Once again William Connolley has set me on a path I hadn't really intended to take, in this case reading Bertrand Russell's History of Western Philosophy. Well, it seems that it is a really good book, not only entertainingly written but full of fresh insights. Not long ago I took a course in Ancient Greek Philosophy, and while Pythagoras got some ink, he was definitely consigned to the minor leagues by my prof and the author of my textbook.
Russell puts him and his mathematical and mystical notions at or near the center of all subsequent thought, especially Plato, the Christian philosophers, and even Newton. Russell, unlike my teachers, was a mathematician, and this allows him to see threads of thought hidden from the enumerate.
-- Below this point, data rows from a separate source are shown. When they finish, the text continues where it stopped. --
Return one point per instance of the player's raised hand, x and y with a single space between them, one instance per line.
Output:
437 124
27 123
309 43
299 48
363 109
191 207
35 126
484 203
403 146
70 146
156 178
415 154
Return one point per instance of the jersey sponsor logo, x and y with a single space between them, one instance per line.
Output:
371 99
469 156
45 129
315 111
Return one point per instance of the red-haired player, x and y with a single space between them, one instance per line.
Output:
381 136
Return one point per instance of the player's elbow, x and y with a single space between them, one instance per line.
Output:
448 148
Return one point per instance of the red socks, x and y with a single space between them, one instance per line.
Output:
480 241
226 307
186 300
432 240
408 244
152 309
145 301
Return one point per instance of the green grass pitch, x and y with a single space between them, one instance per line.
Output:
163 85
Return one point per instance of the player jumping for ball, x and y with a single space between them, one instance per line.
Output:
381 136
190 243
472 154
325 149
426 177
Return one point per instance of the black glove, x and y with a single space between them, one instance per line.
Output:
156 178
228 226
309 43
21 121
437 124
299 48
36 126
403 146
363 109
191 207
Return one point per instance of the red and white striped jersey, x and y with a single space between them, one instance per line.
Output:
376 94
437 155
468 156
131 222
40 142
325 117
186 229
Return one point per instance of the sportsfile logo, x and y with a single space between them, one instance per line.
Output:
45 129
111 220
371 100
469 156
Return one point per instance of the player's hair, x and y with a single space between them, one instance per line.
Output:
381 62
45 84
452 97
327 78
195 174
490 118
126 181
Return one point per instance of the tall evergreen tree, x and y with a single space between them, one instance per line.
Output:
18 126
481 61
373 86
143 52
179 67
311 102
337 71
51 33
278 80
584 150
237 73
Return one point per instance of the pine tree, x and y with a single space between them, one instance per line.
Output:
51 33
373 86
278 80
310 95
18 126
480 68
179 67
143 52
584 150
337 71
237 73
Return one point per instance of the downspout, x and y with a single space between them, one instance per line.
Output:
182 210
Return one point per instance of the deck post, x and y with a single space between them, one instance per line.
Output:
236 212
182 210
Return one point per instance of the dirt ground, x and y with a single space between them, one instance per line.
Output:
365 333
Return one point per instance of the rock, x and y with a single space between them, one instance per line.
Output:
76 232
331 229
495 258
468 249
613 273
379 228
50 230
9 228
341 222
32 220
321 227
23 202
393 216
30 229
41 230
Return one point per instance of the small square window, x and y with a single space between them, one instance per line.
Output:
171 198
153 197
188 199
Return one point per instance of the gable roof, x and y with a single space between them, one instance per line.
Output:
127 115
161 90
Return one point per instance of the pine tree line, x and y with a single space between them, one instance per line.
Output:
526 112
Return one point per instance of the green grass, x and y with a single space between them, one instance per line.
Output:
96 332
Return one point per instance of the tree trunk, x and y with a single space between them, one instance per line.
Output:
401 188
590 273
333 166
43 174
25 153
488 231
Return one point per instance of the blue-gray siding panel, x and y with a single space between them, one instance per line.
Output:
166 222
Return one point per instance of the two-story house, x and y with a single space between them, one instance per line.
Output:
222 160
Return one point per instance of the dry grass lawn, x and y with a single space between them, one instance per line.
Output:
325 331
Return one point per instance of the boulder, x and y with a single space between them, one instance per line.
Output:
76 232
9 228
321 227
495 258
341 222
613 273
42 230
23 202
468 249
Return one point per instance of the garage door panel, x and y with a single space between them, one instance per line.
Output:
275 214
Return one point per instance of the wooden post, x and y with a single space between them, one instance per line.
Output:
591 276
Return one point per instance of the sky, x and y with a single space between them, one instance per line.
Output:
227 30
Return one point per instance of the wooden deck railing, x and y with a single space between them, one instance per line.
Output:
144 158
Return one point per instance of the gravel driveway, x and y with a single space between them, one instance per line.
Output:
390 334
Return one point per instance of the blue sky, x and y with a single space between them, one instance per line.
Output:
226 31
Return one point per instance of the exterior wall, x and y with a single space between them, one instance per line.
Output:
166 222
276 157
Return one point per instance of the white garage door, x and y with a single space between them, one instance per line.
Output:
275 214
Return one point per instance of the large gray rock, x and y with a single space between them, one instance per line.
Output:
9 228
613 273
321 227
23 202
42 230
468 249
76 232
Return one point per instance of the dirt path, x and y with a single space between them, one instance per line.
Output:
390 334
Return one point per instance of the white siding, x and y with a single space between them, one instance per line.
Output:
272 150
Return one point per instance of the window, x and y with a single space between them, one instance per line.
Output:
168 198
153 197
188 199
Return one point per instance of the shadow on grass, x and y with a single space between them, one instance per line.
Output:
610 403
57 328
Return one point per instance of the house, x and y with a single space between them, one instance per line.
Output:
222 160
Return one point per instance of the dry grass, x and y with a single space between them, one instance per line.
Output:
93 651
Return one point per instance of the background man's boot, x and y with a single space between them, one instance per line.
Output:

The influence of geometry upon philosophy and scientific method has been profound. Geometry, as established by the Greeks, starts with axioms which are (or are deemed to be) self-evident, and proceeds, by deductive reasoning, to arrive at theorems that are very far from self-evident. The axioms and theorems are held to be true of actual space, which is something given in experience. It thus appeared to be possible to discover things about the actual world by first noticing what is self-evident and then using deduction. This view influenced Plato and Kant, and most of the intermediate philosophers. When the Declaration of Independence says “we hold these truths to be self-evident,” it is modelling itself on Euclid. The eighteenth-century doctrine of natural rights is a search for Euclidean axioms in politics.VIII The form of Newton’s Principia, in spite of its admittedly empirical material, is entirely dominated by Euclid. Theology, in its exact scholastic forms, takes its style from the same source. Personal religion is derived from ecstasy, theology from mathematics; and both are to be found in Pythagoras.
Russell, Bertrand. History of Western Philosophy: And Its Connection with Political and Social Circumstances from the Earliest Times to the Present Day (p. 44). Touchstone. Kindle Edition.